- CAPÍTULO QUARTO -

Velhos desconhecidos, ou quase.


Nunca se irá saber quanto tempo durou aquela contemplação mútua entre os dois bruxos no quarto escuro. É certo que não se passaram de breves segundos apenas, mas era como se o tempo também tivesse parado de vez. E o mundo parou mesmo para Parvati. Tanto que ela mal ouviu quando ele disse:

"Quem é você?"

Malfoy apontou a varinha para Parvati no mesmo instante em que lançara a pergunta, mas sua voz estava firme. E muito fria também.

Contudo a jovem bruxa finalmente caiu em si. Ainda sentada na cama dele, ela ergueu a varinha em silêncio.

"É uma auror?" Ele se aproximou lentamente.

Parvati se levantou de um salto.

"Parado!" gritou, no que ele deu um passo para trás automaticamente.

"Como ousa me ameaçar debaixo do meu teto?" sibilou ele, a voz ainda mais baixa e fria. "É bom que diga logo quem você é e o que quer aqui!"

"Não vim para perder tempo. Sr. Malfoy..." retrucou ela duramente, suas entranhas reviravam de expectativa e excitação. "E é bom que fique onde está ou não respondo por meus atos!"

"Expelliar..."

Mas ela já estava preparada.

"Protego!"

Ela esperou por mais ataques, mas ele parou.

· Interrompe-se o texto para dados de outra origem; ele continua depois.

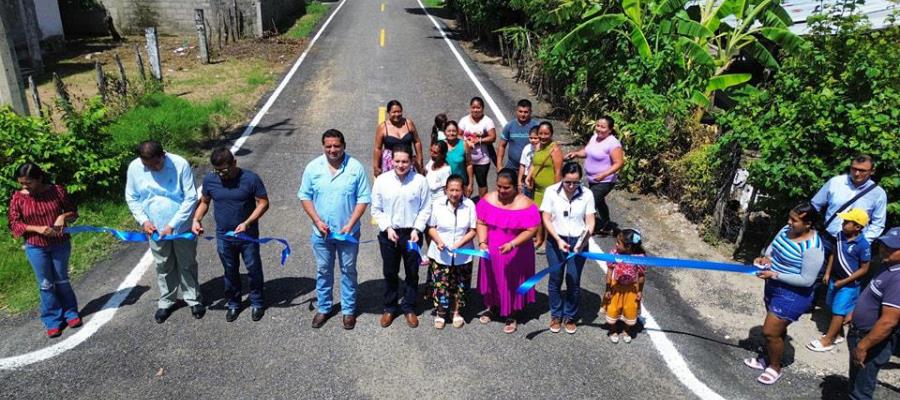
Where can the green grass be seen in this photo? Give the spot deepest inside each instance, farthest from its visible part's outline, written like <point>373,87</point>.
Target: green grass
<point>305,24</point>
<point>177,123</point>
<point>18,289</point>
<point>258,77</point>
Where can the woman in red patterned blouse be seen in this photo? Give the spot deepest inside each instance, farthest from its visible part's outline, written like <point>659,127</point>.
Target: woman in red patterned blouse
<point>39,213</point>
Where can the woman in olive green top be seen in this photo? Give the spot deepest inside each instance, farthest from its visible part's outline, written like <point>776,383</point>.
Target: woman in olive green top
<point>546,165</point>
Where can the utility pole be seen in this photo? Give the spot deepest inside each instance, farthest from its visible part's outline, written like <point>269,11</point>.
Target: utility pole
<point>12,91</point>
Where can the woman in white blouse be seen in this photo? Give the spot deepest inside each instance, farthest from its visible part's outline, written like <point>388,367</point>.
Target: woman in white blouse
<point>451,227</point>
<point>568,213</point>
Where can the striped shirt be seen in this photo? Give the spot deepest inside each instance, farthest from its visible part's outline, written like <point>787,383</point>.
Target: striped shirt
<point>39,210</point>
<point>787,255</point>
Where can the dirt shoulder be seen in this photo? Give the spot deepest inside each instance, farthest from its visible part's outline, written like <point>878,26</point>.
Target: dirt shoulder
<point>730,304</point>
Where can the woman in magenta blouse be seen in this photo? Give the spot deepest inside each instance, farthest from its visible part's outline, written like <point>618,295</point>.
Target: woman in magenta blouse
<point>604,157</point>
<point>507,221</point>
<point>39,213</point>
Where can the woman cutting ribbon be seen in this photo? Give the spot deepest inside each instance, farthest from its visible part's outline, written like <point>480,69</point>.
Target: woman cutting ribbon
<point>507,222</point>
<point>451,227</point>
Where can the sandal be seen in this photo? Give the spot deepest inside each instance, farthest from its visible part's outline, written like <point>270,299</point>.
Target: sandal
<point>769,376</point>
<point>486,317</point>
<point>511,326</point>
<point>816,345</point>
<point>756,363</point>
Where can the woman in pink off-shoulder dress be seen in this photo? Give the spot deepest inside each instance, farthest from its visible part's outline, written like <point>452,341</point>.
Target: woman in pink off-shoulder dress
<point>507,221</point>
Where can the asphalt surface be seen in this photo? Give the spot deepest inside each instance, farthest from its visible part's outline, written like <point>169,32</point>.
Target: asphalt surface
<point>343,81</point>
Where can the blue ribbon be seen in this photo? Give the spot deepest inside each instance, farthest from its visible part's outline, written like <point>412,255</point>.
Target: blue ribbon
<point>346,237</point>
<point>129,236</point>
<point>136,236</point>
<point>659,262</point>
<point>472,252</point>
<point>285,252</point>
<point>530,283</point>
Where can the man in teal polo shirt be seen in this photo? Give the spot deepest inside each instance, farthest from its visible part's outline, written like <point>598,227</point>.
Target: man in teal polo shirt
<point>873,332</point>
<point>334,192</point>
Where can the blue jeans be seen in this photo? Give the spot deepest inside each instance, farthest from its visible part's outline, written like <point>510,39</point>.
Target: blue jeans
<point>863,379</point>
<point>564,307</point>
<point>325,251</point>
<point>51,269</point>
<point>231,252</point>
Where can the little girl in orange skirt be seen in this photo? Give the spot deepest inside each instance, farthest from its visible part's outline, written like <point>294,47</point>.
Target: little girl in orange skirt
<point>624,285</point>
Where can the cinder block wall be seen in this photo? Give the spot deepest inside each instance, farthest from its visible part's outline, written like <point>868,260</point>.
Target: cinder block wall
<point>173,17</point>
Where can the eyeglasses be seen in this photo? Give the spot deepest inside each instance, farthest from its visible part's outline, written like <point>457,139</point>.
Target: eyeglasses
<point>223,171</point>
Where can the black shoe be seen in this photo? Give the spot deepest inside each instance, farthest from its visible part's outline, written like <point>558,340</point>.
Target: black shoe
<point>256,313</point>
<point>198,311</point>
<point>162,314</point>
<point>231,314</point>
<point>319,320</point>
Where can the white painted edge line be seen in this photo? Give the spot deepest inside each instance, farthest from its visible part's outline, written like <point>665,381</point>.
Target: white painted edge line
<point>663,345</point>
<point>100,318</point>
<point>666,348</point>
<point>484,93</point>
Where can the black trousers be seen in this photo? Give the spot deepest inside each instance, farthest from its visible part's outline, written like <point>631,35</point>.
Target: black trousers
<point>392,254</point>
<point>600,190</point>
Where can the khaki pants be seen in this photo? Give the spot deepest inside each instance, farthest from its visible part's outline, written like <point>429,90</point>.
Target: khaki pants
<point>176,267</point>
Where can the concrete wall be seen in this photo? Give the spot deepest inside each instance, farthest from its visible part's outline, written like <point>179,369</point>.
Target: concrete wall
<point>49,20</point>
<point>176,17</point>
<point>275,15</point>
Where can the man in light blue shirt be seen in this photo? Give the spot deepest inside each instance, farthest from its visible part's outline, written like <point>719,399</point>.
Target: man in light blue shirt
<point>161,195</point>
<point>842,188</point>
<point>334,192</point>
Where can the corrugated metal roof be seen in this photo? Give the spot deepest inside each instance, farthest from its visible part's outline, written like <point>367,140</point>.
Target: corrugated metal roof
<point>877,11</point>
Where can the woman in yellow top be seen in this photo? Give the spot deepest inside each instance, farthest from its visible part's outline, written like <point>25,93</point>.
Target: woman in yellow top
<point>546,167</point>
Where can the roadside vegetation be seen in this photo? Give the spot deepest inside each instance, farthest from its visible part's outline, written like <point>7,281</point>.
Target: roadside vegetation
<point>86,143</point>
<point>304,26</point>
<point>699,91</point>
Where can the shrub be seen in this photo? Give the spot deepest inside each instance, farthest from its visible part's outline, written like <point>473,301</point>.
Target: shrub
<point>175,122</point>
<point>81,157</point>
<point>839,99</point>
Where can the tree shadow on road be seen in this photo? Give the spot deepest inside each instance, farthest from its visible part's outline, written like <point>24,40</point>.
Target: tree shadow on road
<point>439,12</point>
<point>100,302</point>
<point>279,292</point>
<point>755,342</point>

Fez-se um breve silêncio; até que ele começou a rir.

Aquilo a incomodou mais que os feitiços.

"Ah" fez ele. "Não me diga que está me caçando, ilustre dama?"

Parvati respirava fundo, e nada respondeu. Preparou-se com a varinha.

"Espere aí..." ele ainda ria, seus dentes brancos parcialmente revelados pela penumbra lunar. "Você não me é estranha, sabia? Hogwarts, suponho... Era grifinória, aposto que era..." E ele praticamente cuspiu a última frase com todo o desprezo que conseguiu reunir.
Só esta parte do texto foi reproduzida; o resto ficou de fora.